= John Darcy, Lord Conyers =

English nobleman, soldier, and member of parliament

John Darcy, Lord Conyers (1659 – 6 January 1689) was an English soldier and one of the two members of the House of Commons of England representing Richmond, Yorkshire, briefly in 1681 and again from 1685 to 1687.

The eldest son of Conyers Darcy, Lord Darcy de Knayth, and Lady Frances Howard, a daughter of Thomas Howard, 1st Earl of Berkshire, Darcy was known by the courtesy title of Lord Conyers during the later life of his grandfather Conyers Darcy, 1st Earl of Holderness, who died on 14 June 1689 aged ninety.

When he was fifteen, Conyers abducted and married Bridget Sutton, the eldest daughter of Robert Sutton, 1st Baron Lexinton. She was aged only ten. They later had five sons, including Robert Darcy, 3rd Earl of Holderness, and Conyers Darcy, and two daughters.

Conyers studied law at Gray's Inn. He was first elected to parliament at the election of 1681, serving in the brief Oxford Parliament of 1681. Due to the Exclusion Bill, King Charles II then ruled without parliament until his death in February 1685. In that year, Conyers was elected again to what became known as the Loyal Parliament, the only one summoned by James II. That sat until 1687, and in its second session Conyers joined the opposition to the king.

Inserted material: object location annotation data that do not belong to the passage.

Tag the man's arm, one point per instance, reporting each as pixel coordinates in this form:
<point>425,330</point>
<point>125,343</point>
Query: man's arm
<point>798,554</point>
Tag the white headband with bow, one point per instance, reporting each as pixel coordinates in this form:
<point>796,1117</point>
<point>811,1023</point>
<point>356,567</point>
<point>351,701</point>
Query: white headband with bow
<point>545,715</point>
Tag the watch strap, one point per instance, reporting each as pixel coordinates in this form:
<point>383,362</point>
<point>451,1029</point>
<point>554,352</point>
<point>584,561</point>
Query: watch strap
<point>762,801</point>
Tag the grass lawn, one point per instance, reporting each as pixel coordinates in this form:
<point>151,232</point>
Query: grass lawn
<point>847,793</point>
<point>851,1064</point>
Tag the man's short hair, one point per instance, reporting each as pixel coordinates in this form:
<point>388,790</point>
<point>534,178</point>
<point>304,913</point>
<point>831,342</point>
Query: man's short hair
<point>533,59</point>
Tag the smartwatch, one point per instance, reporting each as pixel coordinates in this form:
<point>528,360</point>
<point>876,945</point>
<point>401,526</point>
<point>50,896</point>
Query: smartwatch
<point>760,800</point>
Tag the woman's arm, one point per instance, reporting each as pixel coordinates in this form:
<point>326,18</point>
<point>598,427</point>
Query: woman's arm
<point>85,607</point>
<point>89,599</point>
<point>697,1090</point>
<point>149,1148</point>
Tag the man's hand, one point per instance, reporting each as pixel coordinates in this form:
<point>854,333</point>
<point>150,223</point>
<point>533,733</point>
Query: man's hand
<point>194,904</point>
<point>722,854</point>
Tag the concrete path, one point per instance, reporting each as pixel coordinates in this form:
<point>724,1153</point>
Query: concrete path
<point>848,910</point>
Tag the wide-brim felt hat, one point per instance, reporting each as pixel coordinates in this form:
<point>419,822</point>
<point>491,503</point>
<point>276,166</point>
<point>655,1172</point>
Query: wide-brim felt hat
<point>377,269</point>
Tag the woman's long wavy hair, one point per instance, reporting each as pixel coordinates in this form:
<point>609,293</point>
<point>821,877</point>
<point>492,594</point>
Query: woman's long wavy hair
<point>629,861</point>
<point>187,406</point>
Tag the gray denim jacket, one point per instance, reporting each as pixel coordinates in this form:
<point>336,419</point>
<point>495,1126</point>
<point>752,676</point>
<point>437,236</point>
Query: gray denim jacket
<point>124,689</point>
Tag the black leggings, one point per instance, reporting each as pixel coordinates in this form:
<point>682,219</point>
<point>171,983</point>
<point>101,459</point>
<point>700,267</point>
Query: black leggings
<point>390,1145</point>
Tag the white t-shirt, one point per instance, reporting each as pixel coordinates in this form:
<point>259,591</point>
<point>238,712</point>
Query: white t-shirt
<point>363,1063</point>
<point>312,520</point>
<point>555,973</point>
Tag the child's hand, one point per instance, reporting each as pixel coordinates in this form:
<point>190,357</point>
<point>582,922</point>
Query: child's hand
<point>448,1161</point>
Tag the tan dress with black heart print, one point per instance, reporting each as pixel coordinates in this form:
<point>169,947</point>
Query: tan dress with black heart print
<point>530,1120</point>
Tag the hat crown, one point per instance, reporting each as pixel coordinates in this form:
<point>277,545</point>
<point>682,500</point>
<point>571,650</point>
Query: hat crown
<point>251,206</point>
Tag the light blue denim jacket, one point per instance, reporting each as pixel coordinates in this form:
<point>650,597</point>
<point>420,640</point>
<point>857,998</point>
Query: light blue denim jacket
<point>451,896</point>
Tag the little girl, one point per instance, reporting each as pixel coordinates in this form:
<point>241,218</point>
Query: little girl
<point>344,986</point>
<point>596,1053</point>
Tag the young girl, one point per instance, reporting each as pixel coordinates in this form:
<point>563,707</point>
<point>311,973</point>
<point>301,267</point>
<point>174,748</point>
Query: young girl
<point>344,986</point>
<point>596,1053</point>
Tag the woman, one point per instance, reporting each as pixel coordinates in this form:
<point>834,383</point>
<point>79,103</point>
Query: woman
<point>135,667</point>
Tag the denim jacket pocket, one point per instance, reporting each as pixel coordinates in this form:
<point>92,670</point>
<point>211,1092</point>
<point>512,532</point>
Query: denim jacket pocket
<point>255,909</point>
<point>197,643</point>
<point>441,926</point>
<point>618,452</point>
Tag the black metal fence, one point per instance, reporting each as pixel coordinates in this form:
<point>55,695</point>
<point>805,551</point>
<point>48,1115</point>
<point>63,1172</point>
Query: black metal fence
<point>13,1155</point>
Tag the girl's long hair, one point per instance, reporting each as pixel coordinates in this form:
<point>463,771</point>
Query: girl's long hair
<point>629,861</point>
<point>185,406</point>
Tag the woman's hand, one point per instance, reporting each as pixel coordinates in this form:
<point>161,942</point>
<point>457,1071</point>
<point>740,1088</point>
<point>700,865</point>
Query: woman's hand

Between 1681 and 1685, Conyers held a major's commission in the Queen's Life Guards. In December 1681 he also followed his father as Colonel of the Richmondshire Regiment, North Riding Militia. In July 1685 he became lieutenant-colonel of the Earl of Shrewsbury's Horse, raised in response to the Monmouth Rebellion of 1685.

In 1688, Conyers brought about a reconciliation between Lord Danby and the Earl of Devonshire, laying the foundations of that year's rising against the king in the north of England. Unsuspected as a rebel, he was ordered to arrest his fellow-conspirator Lord Lumley, one of the men who had signed the invitation to William of Orange to invade England and instigate the Glorious Revolution. Conyers claimed he could not find Lumley. On 22 November 1688, with some of his militia, he took part in Danby's seizure of the city of York for William and was expected to join Danby's Tories in the Convention Parliament.

Conyers died of quinsy on 6 January 1689, but four days later at the general election of 1689 he was returned again for Richmond. He was buried in Westminster Abbey. At a subsequent by-election, in February, he was succeeded by his brother Philip Darcy, who had just lost his seat at Newark.